Митроха не стал отвечать, но, закрыв глаза, попытался думать об Ольке…
Один раз она приезжала к нему в учебку. Еще, разумеется, до Чечни. Ребята тогда раззавидовались. Все приставали, — расскажи, да расскажи. В учебке вообще — ни стариков, ни дембелей нет, если не считать сержантов — командиров. А так все ребята на год-два моложе его, неженатые, многие вообще девчонку за грудь не трогали никогда. И как свет в казарме погасят, все давай про секс сочинять! Распаляют друг дружку небылицами разными, про то, как училку в девятом классе оттрахали или как заехавших к ним в село студенток жарили-пережарили… А он, Митроха, студент третьего курса, уже мужик: два-три года разницы, когда тебе восемнадцать, — это как десять лет разницы, когда тебе сорок… Юная десантура восемнадцати лет так разволновалась, его Ольку увидав, что и покой потеряла, — расскажи да расскажи! Дикие какие-то, будто молодую женщину первый раз увидали, в самом деле…
Митроха вдруг придремал немножко. Так, минуток на несколько. Приятно так придремал. И приснилось ему, что он летает. А летает в церкви. Будто в правом приделе того храма, где бабушку отпевали, когда он маленьким совсем еще был, так же стоит открытый гроб. А лежит в этом гробу он — сержант Митрохин. В новеньком камуфляже с сержантскими лычками на погонах, с медалью «За отвагу» на груди… Лежит он в гробу совсем бледный, в скрещенных руках бумажная иконка и свеча. Лежит, а видит он себя со стороны. И что интересно, все чувства его — глаза и уши — как бы могут летать по всему храму отдельно от тела. Вот поднялся он под купол храма и принялся разглядывать узкий служебный проход, опоясывающий подкупольное основание, и задумался, а как же сюда залезают? Однако тотчас заметил маленький лаз, прикрытый чем-то вроде дверки, и сообразил: а-а-а, это они снаружи, с крыши храма сюда залезают, если что… Потом, полетав еще от одной росписи к другой, внимательно разглядывая каждую трещинку на стене, каждый отколуп штукатурки, он опустился вниз и подлетел к хорам, что расположились на антресоли, покрывающей центральный вход. Он подлетел и стал разглядывать регента, ритмично взмахивающего руками и худым лицом своим как бы сопереживающего каждой нотке и радующегося каждому рождающемуся звуку… Митроха глядел на поющих женщин, старых и молодых. Головы их были покрыты платочками. Шелковыми, газовыми… разными. И были они все разные. Красивые и некрасивые. Но лицо каждой из певчих было серьезно и — такого слова Митроха ранее не употреблял — о-ду-хо-тво-ре-но.
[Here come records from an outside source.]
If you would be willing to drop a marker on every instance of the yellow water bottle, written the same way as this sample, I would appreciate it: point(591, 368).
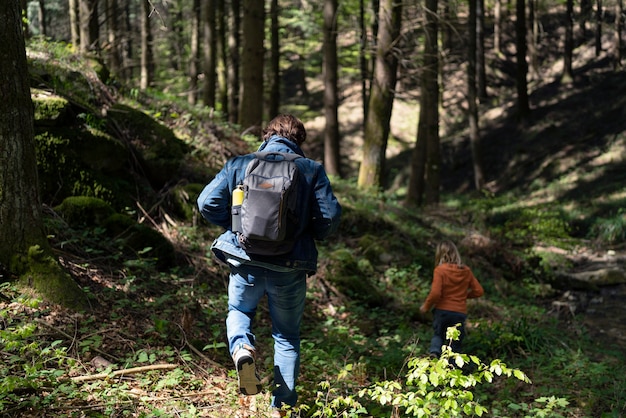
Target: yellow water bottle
point(236, 209)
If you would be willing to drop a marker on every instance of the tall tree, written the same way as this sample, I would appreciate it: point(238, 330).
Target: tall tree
point(24, 249)
point(472, 93)
point(251, 97)
point(274, 98)
point(426, 158)
point(331, 100)
point(568, 73)
point(89, 25)
point(194, 52)
point(619, 25)
point(523, 108)
point(234, 46)
point(210, 53)
point(74, 23)
point(112, 12)
point(147, 56)
point(371, 170)
point(481, 66)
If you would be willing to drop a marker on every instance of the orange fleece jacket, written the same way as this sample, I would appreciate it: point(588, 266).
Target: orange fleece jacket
point(452, 286)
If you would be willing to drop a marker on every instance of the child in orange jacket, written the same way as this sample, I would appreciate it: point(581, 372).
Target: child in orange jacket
point(453, 283)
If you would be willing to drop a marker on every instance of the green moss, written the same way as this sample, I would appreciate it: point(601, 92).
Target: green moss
point(140, 241)
point(44, 274)
point(84, 210)
point(50, 109)
point(161, 151)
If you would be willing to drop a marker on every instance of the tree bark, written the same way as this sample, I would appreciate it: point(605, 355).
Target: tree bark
point(523, 108)
point(472, 105)
point(24, 250)
point(371, 170)
point(274, 99)
point(234, 46)
point(619, 25)
point(210, 53)
point(251, 96)
point(147, 57)
point(194, 53)
point(331, 101)
point(426, 157)
point(568, 74)
point(74, 23)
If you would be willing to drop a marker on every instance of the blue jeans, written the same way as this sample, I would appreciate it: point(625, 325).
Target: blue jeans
point(286, 293)
point(441, 321)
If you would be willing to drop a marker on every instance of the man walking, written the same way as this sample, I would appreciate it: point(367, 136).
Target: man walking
point(280, 277)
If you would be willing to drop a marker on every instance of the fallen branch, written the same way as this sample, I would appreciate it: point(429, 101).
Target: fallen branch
point(118, 373)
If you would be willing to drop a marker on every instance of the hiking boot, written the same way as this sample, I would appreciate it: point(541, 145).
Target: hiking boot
point(249, 382)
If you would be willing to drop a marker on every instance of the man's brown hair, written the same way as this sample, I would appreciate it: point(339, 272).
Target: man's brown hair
point(287, 126)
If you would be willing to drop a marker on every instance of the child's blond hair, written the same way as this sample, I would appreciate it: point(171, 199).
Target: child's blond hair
point(447, 253)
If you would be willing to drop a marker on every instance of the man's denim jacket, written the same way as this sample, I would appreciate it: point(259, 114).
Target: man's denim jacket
point(318, 209)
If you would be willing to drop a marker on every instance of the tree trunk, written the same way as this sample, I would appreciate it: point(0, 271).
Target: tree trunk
point(251, 96)
point(194, 53)
point(222, 58)
point(523, 108)
point(481, 71)
point(210, 53)
point(568, 74)
point(74, 23)
point(497, 27)
point(619, 24)
point(426, 158)
point(599, 13)
point(234, 46)
point(24, 250)
point(115, 62)
point(147, 58)
point(371, 171)
point(363, 58)
point(274, 99)
point(331, 102)
point(42, 18)
point(89, 26)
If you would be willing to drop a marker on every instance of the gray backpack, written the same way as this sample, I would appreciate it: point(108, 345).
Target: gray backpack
point(268, 212)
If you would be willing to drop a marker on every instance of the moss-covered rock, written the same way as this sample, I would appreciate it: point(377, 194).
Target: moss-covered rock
point(84, 210)
point(159, 150)
point(140, 241)
point(50, 109)
point(352, 276)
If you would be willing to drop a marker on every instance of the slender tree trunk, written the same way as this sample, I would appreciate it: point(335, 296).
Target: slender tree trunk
point(599, 14)
point(274, 99)
point(24, 249)
point(371, 171)
point(568, 74)
point(210, 53)
point(617, 43)
point(472, 106)
point(42, 18)
point(426, 159)
point(194, 53)
point(234, 47)
point(252, 60)
point(89, 26)
point(115, 62)
point(74, 23)
point(222, 60)
point(363, 58)
point(331, 101)
point(147, 58)
point(481, 67)
point(497, 27)
point(523, 108)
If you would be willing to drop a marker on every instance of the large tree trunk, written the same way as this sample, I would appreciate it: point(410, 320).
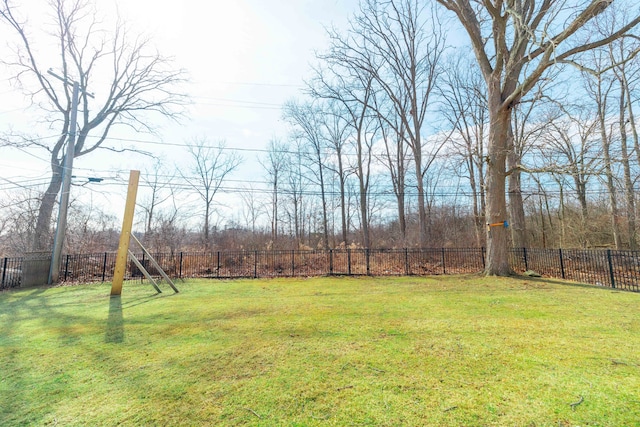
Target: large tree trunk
point(497, 236)
point(42, 235)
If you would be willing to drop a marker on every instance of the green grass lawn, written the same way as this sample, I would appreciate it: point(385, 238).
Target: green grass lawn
point(440, 351)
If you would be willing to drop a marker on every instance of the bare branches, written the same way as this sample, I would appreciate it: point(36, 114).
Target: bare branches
point(140, 81)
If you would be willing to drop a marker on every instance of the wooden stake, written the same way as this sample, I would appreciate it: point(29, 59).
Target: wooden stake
point(125, 234)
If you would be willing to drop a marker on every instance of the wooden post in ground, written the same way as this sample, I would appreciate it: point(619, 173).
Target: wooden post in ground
point(125, 234)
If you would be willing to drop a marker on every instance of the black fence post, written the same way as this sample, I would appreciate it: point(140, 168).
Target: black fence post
point(611, 274)
point(4, 270)
point(255, 264)
point(330, 261)
point(104, 266)
point(66, 268)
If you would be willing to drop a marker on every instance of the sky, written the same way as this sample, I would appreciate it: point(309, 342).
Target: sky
point(244, 59)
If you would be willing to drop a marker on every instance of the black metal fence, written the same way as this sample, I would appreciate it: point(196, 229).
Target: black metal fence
point(11, 272)
point(609, 268)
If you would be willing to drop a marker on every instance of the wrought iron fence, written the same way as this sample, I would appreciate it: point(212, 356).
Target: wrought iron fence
point(11, 272)
point(609, 268)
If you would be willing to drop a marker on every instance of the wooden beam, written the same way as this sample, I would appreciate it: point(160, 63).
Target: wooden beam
point(125, 234)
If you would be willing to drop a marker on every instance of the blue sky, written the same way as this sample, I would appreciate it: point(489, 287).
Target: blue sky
point(244, 59)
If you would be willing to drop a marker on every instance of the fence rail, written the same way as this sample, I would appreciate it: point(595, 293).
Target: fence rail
point(609, 268)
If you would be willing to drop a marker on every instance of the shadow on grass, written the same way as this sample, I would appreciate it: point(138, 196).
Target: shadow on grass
point(115, 321)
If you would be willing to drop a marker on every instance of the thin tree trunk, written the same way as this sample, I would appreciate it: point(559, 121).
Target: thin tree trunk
point(516, 204)
point(628, 183)
point(606, 146)
point(42, 235)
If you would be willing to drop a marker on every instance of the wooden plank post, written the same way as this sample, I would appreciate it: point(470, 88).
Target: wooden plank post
point(125, 234)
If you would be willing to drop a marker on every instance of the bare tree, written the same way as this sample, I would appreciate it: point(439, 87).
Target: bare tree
point(160, 185)
point(390, 41)
point(275, 165)
point(515, 42)
point(569, 148)
point(464, 107)
point(140, 80)
point(306, 119)
point(351, 91)
point(210, 165)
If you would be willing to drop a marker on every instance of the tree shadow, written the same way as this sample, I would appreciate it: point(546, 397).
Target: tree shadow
point(115, 321)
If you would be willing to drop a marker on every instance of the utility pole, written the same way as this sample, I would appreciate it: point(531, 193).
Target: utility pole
point(61, 227)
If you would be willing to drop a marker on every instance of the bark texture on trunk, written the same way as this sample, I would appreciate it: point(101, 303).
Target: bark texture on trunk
point(42, 235)
point(497, 236)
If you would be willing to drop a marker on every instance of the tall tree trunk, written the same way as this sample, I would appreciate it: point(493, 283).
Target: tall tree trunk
point(516, 204)
point(42, 234)
point(325, 221)
point(497, 237)
point(626, 166)
point(422, 212)
point(608, 170)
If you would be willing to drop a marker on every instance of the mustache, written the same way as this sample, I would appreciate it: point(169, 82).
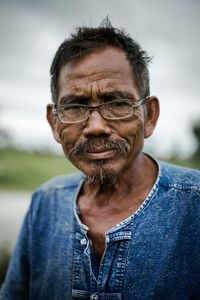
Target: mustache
point(106, 143)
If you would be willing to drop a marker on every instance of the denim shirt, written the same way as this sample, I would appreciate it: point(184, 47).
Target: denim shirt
point(153, 254)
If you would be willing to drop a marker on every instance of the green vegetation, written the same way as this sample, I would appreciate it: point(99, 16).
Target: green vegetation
point(4, 261)
point(25, 171)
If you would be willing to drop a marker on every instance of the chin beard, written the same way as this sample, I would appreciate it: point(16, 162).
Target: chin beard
point(102, 177)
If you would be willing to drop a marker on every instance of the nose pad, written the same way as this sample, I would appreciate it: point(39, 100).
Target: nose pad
point(96, 124)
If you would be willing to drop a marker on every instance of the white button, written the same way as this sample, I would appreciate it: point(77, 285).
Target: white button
point(94, 297)
point(83, 242)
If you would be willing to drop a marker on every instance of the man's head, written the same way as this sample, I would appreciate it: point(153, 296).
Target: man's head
point(99, 84)
point(87, 40)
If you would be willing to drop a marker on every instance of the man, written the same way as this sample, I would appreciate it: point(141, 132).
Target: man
point(127, 226)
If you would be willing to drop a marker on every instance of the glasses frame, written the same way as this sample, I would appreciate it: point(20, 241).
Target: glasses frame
point(97, 107)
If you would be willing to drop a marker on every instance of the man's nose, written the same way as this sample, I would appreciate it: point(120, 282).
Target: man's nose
point(96, 125)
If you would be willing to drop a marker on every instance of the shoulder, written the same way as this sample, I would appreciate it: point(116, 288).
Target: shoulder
point(62, 182)
point(179, 177)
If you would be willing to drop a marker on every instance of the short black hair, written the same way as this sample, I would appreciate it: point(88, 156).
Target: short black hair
point(86, 40)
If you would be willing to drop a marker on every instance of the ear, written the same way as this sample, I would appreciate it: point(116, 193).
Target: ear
point(53, 122)
point(151, 116)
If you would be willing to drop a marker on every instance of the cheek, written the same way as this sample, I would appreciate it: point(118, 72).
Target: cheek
point(68, 136)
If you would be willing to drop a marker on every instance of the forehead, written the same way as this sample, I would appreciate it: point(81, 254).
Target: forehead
point(104, 70)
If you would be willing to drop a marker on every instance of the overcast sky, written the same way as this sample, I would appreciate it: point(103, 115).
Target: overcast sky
point(31, 31)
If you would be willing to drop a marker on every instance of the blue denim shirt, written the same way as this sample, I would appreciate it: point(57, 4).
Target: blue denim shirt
point(154, 254)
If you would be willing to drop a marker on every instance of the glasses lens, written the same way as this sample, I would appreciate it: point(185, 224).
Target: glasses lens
point(72, 113)
point(117, 109)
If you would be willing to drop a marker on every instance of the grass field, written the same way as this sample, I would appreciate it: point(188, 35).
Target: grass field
point(25, 171)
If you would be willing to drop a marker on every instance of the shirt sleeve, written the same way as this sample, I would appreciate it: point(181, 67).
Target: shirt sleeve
point(16, 285)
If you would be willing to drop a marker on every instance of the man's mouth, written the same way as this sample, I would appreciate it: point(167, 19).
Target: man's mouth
point(96, 153)
point(99, 148)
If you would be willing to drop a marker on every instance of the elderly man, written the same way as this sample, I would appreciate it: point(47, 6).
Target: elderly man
point(127, 226)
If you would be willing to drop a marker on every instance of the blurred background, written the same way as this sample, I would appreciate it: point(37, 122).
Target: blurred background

Он полюбовался на женщин и полетел к алтарным воротам. В раскрытых створках он увидал четверых священников, они окружили престол и, растянув над ним золотое парчовое полотнище, делали им некое колыхание. И тут Митроху что-то затормозило. Он не смог влететь туда — сквозь алтарные ворота. И остановившись, стал пятиться и полетел назад. Назад и направо — туда, где стоял гроб. В котором лежал он — в новеньком камуфляже и с медалью «За отвагу» на груди.
— Ах, ну и приснилось мне…
— Что приснилось, дорогой? — спросила тетя Люба, санитарка, некрасивая добрая женщина, без которой большинство из них — раненых и неподвижных не могли теперь обойтись, без ее ловких и добрых рук, трижды в день заботливо вынимающих из-под их жарких тел холодный белый фаянс госпитального инвалидного мини-унитаза…
— Да вот приснилось, что в церкви я летал…
— Это душа твоя летала.
— И как будто умер я…
— Ну, значит, не скоро теперь помрешь.
— А вот летел, летел, а в алтарь — не могу…
— Знаешь, когда выпишешься, сходи-ка ты в церковь, сержант Митрохин — божий человек.